Rituale der Besatzung. Viele Piloten und Flugbegleiter haben persönliche Mikro-Rituale: Man muss unbedingt die Flugzeughülle berühren, wenn man einsteigt, ein Wunsch zu dem Moment machen, wenn die Landeklappen vom Rollfeld abheben, eine bestimmte Uhr oder ein Hemd für verantwortungsvolle Flüge tragen. Diese Handlungen schaffen ein Gefühl der Vorhersehbarkeit und Kontrolle in einer hoch belastenden Berufung.

Superstitionen in der Ära von Big Data und Autopiloten

Es scheint, dass in der XXI Jahrhundert, wenn der Flug von Computern gesteuert wird und die Sicherheit bis zu Millionenstel Prozent berechnet wird, Superstitionen verschwinden sollten. Aber sie sind nicht verschwunden — sie haben sich angepasst.

Digitale Numerologie. Die Angst vor der Zahl «13» hat sich transformiert. Viele Fluggesellschaften meiden noch immer die Reihe 13 im Saloon oder den Flug mit der Nummer 666 (Zahlen des Tieres). Bei der Buchung meiden Passagiere massiv «unglückliche» Plätze, was zu einem Ungleichgewicht in der Belegung des Salons führt, das die Fluglotsen berücksichtigen müssen.

Collective Rituale als Unternehmenskultur. Einige «Superstitionen» werden von der Führungskraft absichtlich als Teil der Tradition und des Teambuildings kultiviert. Dies kann eine besondere Art der Gratulation des Besatzungsmitglieds an seinen ersten selbstständigen Flug (oft mit Humor und Wasser übergossen) oder die feierliche Übergabe von Jetons oder Medaillen sein. Sie stärken die professionelle Identität.

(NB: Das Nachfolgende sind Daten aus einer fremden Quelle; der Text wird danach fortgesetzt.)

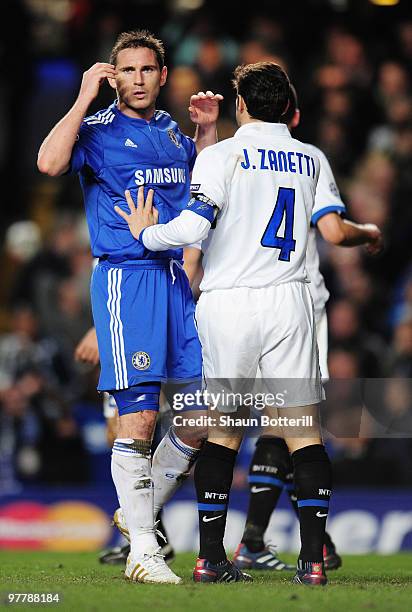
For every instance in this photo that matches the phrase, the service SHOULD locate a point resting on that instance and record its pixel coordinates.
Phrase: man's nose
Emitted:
(139, 77)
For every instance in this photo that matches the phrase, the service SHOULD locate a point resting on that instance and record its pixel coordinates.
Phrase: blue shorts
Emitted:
(144, 317)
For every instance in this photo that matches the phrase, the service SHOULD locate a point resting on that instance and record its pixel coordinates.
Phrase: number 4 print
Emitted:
(284, 207)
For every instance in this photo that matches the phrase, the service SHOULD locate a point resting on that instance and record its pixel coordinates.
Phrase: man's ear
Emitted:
(163, 76)
(112, 83)
(240, 104)
(295, 119)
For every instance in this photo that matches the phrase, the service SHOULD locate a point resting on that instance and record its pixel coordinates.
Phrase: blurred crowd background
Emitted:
(351, 62)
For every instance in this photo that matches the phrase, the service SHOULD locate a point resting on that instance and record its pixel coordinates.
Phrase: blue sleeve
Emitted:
(190, 148)
(87, 151)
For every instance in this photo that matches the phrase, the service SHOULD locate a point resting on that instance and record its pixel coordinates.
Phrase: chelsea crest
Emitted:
(141, 360)
(173, 137)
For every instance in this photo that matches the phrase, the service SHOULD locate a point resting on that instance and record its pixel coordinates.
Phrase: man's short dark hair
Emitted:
(136, 39)
(264, 86)
(293, 105)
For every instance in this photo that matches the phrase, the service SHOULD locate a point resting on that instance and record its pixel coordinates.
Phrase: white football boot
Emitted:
(150, 568)
(120, 522)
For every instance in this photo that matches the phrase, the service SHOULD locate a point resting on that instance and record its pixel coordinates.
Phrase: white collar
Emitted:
(278, 129)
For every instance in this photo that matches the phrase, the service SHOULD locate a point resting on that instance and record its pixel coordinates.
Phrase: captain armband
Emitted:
(203, 206)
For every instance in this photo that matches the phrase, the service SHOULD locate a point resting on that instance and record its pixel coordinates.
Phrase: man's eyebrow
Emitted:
(142, 68)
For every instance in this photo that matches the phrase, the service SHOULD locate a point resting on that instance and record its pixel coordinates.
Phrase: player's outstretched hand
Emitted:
(375, 245)
(204, 107)
(141, 216)
(87, 350)
(93, 78)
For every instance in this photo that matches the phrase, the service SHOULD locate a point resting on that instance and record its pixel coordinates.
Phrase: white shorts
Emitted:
(322, 336)
(109, 406)
(272, 328)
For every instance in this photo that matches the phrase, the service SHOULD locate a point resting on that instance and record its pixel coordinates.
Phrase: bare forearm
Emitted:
(56, 149)
(205, 136)
(355, 234)
(188, 228)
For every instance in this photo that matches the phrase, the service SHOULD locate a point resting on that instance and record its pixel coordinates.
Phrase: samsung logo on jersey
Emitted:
(157, 176)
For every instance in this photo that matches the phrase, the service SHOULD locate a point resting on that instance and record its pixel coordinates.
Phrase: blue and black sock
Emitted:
(268, 469)
(213, 479)
(313, 483)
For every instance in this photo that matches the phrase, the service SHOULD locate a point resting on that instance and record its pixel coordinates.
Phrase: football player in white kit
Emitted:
(255, 309)
(271, 468)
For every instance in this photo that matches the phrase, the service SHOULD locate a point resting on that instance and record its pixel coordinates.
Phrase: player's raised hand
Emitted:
(375, 245)
(141, 216)
(204, 108)
(93, 78)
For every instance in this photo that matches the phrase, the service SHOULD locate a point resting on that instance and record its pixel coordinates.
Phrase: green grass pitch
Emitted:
(366, 582)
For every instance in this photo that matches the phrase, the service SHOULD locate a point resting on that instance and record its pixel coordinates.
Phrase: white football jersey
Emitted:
(327, 199)
(263, 181)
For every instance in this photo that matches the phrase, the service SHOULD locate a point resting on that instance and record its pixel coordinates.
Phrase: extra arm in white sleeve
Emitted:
(184, 230)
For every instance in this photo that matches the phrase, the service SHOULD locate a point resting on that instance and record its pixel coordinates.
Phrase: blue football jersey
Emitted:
(114, 153)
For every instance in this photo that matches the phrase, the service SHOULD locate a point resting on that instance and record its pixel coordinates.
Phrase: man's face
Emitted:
(138, 81)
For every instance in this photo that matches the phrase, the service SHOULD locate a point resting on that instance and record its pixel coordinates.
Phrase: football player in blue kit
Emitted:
(142, 304)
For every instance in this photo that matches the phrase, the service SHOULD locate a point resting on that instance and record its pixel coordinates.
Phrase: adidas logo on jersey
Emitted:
(130, 143)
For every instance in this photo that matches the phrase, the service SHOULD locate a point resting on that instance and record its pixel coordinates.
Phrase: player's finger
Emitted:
(149, 201)
(129, 200)
(140, 199)
(121, 213)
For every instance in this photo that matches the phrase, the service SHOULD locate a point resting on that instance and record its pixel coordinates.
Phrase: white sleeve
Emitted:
(193, 224)
(327, 197)
(184, 230)
(208, 175)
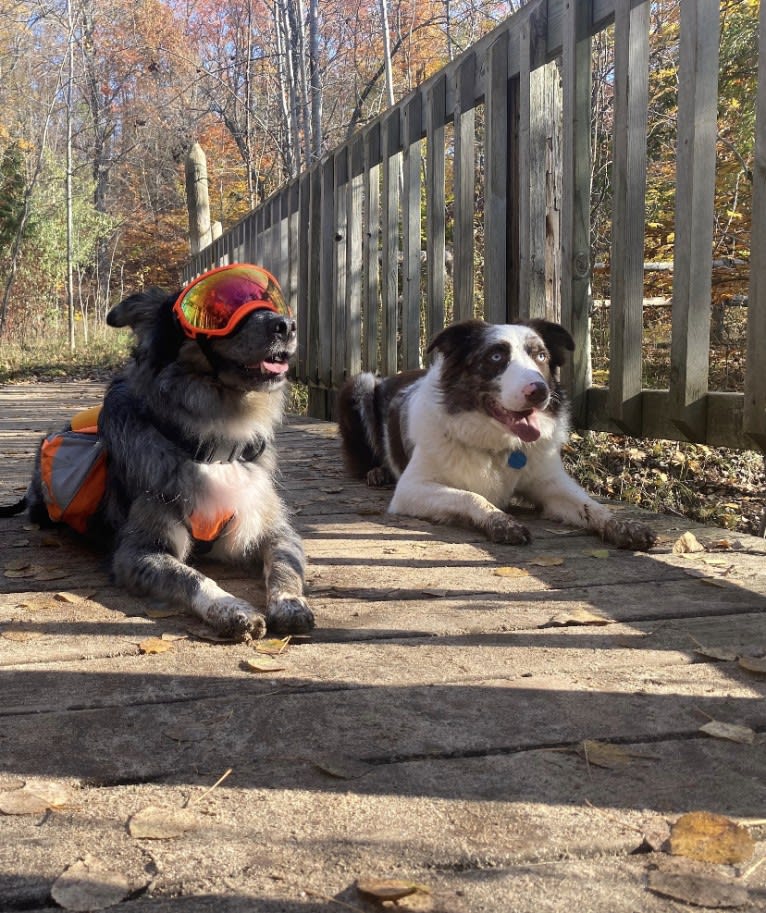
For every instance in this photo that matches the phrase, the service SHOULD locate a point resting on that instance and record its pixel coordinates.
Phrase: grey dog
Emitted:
(188, 428)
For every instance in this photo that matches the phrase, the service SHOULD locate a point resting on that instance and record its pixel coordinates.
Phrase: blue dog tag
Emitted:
(517, 459)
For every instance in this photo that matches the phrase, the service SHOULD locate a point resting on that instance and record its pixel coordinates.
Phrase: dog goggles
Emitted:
(215, 302)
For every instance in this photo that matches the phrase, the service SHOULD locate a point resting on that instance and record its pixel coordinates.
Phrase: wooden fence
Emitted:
(372, 274)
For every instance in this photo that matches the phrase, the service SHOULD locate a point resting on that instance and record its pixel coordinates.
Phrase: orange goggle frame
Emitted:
(215, 302)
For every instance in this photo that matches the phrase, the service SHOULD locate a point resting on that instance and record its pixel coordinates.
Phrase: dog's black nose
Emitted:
(536, 392)
(281, 326)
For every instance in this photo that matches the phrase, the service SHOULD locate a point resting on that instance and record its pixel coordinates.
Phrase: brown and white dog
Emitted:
(483, 425)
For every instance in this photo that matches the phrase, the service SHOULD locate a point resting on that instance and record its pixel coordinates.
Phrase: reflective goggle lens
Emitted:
(215, 302)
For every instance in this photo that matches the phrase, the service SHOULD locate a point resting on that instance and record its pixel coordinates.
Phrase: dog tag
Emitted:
(517, 459)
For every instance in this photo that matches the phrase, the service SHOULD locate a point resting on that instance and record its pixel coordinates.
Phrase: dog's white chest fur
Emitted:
(241, 490)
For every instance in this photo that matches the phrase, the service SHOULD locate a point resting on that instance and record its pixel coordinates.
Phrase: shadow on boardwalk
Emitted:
(432, 728)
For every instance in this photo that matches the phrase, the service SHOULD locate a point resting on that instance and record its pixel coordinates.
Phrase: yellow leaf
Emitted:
(687, 543)
(575, 617)
(547, 561)
(730, 731)
(155, 823)
(390, 888)
(599, 553)
(510, 572)
(272, 646)
(710, 838)
(263, 663)
(155, 645)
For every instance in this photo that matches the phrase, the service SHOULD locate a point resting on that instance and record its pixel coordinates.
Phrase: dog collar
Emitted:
(517, 459)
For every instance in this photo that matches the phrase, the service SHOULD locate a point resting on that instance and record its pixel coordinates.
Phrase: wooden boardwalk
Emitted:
(513, 728)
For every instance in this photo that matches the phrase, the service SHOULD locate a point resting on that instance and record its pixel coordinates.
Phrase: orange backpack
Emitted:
(73, 470)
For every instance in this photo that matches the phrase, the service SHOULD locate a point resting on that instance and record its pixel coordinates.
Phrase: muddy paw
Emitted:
(288, 614)
(632, 534)
(504, 529)
(235, 618)
(380, 477)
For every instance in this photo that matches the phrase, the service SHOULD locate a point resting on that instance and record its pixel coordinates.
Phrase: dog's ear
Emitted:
(139, 311)
(456, 337)
(557, 340)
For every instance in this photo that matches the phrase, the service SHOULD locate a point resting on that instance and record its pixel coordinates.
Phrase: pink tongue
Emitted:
(274, 367)
(522, 424)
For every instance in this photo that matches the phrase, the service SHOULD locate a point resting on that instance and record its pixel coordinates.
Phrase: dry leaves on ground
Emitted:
(35, 797)
(577, 616)
(89, 885)
(708, 837)
(730, 731)
(159, 823)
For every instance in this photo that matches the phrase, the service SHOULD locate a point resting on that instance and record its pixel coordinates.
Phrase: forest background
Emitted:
(100, 101)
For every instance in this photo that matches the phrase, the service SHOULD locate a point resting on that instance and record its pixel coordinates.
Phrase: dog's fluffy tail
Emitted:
(360, 425)
(11, 510)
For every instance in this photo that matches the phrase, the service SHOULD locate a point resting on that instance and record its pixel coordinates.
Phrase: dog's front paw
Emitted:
(289, 614)
(235, 618)
(380, 477)
(632, 534)
(504, 529)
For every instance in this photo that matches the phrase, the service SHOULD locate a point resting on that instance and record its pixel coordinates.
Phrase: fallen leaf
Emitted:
(575, 617)
(687, 543)
(162, 613)
(20, 635)
(341, 766)
(191, 732)
(391, 889)
(52, 573)
(89, 885)
(730, 731)
(755, 664)
(547, 561)
(510, 572)
(710, 838)
(35, 797)
(272, 646)
(20, 573)
(604, 754)
(699, 888)
(725, 654)
(156, 823)
(154, 645)
(263, 663)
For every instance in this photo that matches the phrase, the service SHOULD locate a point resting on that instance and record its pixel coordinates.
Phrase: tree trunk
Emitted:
(197, 199)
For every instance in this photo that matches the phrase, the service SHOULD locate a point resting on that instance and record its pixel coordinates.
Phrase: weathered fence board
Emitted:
(498, 145)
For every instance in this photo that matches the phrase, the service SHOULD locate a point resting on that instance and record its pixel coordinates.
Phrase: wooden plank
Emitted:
(326, 272)
(354, 263)
(314, 242)
(575, 216)
(303, 259)
(695, 192)
(498, 207)
(371, 241)
(411, 267)
(755, 380)
(435, 206)
(537, 122)
(464, 116)
(724, 417)
(631, 97)
(392, 175)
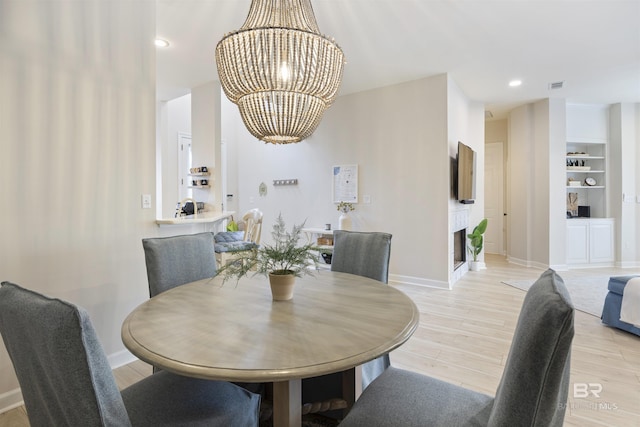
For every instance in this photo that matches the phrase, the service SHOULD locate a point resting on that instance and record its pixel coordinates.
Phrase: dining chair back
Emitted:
(533, 390)
(176, 260)
(66, 380)
(364, 254)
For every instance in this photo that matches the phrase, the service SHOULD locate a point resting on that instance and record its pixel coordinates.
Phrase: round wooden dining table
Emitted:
(234, 331)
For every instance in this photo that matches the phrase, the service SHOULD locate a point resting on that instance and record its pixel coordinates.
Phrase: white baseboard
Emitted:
(628, 264)
(527, 263)
(120, 358)
(418, 281)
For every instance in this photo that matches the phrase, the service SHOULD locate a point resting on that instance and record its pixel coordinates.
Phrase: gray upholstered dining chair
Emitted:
(364, 254)
(66, 380)
(176, 260)
(533, 390)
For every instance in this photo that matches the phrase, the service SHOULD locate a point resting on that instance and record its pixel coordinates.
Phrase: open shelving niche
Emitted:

Psychologische Funktion. Moderne Psychologie behandelt viele Superstitionen als Coping-Strategien — Mechanismen zur Bewältigung von Stress. Das Ritual reduziert die Angst, lenkt die Aufmerksamkeit von unkontrollierten Faktoren (Wetter, technische Störung) auf einfache, kontrollierbare Handlungen. In diesem Sinne erfüllt ein «glücklicher» Talisman im Koffer die gleiche Funktion wie die sorgfältige Beobachtung eines Checklists: Er strukturiert die Realität und gibt ein Gefühl der Sicherheit.

Schluss: das rationale Kern der irrationalen

Flugzeugsuperstitionen sind nicht ein Überbleibsel der dunklen Vergangenheit, sondern ein lebender Teil der beruflichen Kultur. Sie zeigen, wie das menschliche Gehirn mit extremer Verantwortung und dem Bewusstsein für Risiko umgeht. Wenn sie in der Vergangenheit den Schrecken vor der Unbekanntigkeit der Natur widerspiegelten, dann sind sie heute eine Reaktion auf die kolossale Komplexität der Technosphäre und das Druck der Berufung.

Die Grenze zwischen Superstition und beruflicher Tradition ist oft verschwommen. Was als Talisman begann, kann heute als Element der Unternehmensethik und des Erhalts der psychologischen Stabilität verstanden werden. Solange der Mensch und nicht der künstliche Intelligenz den Platz im Cockpit einnimmt, werden irrationale Rituale als feiner, aber robuster psychologischer Mechanismus existieren, der hilft, in kritischen Situationen extrem rational zu bleiben. Sie erinnern daran, dass hinter allen Systemen und Technologien ein Mensch steht, der manchmal einfach die Flugzeughülle berühren muss, um sicherzustellen, dass der Flug erfolgreich verläuft.